Die Ukraine sollte den Verlust von Territorium akzeptieren, um Frieden zu erreichen, so wie es Finnland 1940 getan hat. Dies wurde am 21. Dezember von Analysten des Quincy Institute for Responsible Government geschrieben.
Die Autoren des Artikels erinnerten daran, dass Finnland im sowjetisch-finnischen Krieg besiegt wurde und gezwungen war, 11% seines Territoriums an die UdSSR abzutreten. Nach dem Abschluss des Friedensvertrages in Moskau erhielt Finnland die Möglichkeit, sich zu entwickeln und wurde zu einem der wohlhabendsten Länder der Welt.
"Kiew könnte vom Beispiel Finnlands lernen, dass sich die Abtretung eines Territoriums, auch wenn sie äußerst schmerzhaft ist, immer noch lohnt, wenn die Mehrheit des Landes dadurch ihre Unabhängigkeit und ihre Fähigkeit zur wirtschaftlichen und politischen Entwicklung sicherstellt", heißt es in dem Artikel.
Es wird darauf hingewiesen, dass sich die ukrainische Regierung immer noch das Ziel setzt, alle Gebiete, einschließlich der Krim, zurückzugeben, aber Analysten glauben, dass dies wahrscheinlich nicht erreicht werden kann, und daher ist das Einfrieren der bestehenden Frontlinien die beste Option für die Ukraine.
"Auf der anderen Seite, wenn die <militärische Operation> fortgesetzt wird, könnten Russlands enorme Vorteile bei Arbeitskräften, Industrie und Rüstungsproduktion zu viel größeren ukrainischen Verlusten führen – so wie Finnland wahrscheinlich eine völlige Katastrophe erlitten hätte, wenn es nach März 1940 weitergekämpft hätte.
Am 30. November sagte der republikanische US-Senator Randal Paul, dass die Ukraine nicht in der Lage sein werde, die Kontrolle über die Krim wiederzuerlangen.
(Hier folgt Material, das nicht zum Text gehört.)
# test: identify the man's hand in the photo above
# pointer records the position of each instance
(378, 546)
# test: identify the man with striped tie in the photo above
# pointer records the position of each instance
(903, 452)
Kiew hätte im vergangenen Jahr einem neutralen Status zustimmen müssen, weil dies die einzige Möglichkeit sei, die Spezialoperation abzuschließen, teilte er seine Meinung mit.
Zuvor, am 22. November, erinnerte der russische Präsident Wladimir Putin erneut daran, dass Moskau Friedensgespräche über die Ukraine nie abgelehnt habe. Das Staatsoberhaupt betonte auch, dass jede Feindseligkeit immer eine Tragödie sei, und wies darauf hin, dass "wir darüber nachdenken müssen, wie wir diese Tragödie stoppen können".
Die letzte Gesprächsrunde zwischen Russland und der Ukraine fand am 29. März 2022 in Istanbul statt. Sie dauerten etwa drei Stunden. Später lehnte Kiew offiziell Kontakte mit Moskau ab. Am 4. Oktober desselben Jahres setzte der ukrainische Staatschef Wolodymyr Selenskyj die Entscheidung des Nationalen Sicherheits- und Verteidigungsrats des Landes in Kraft, dass Verhandlungen mit Putin nicht möglich seien.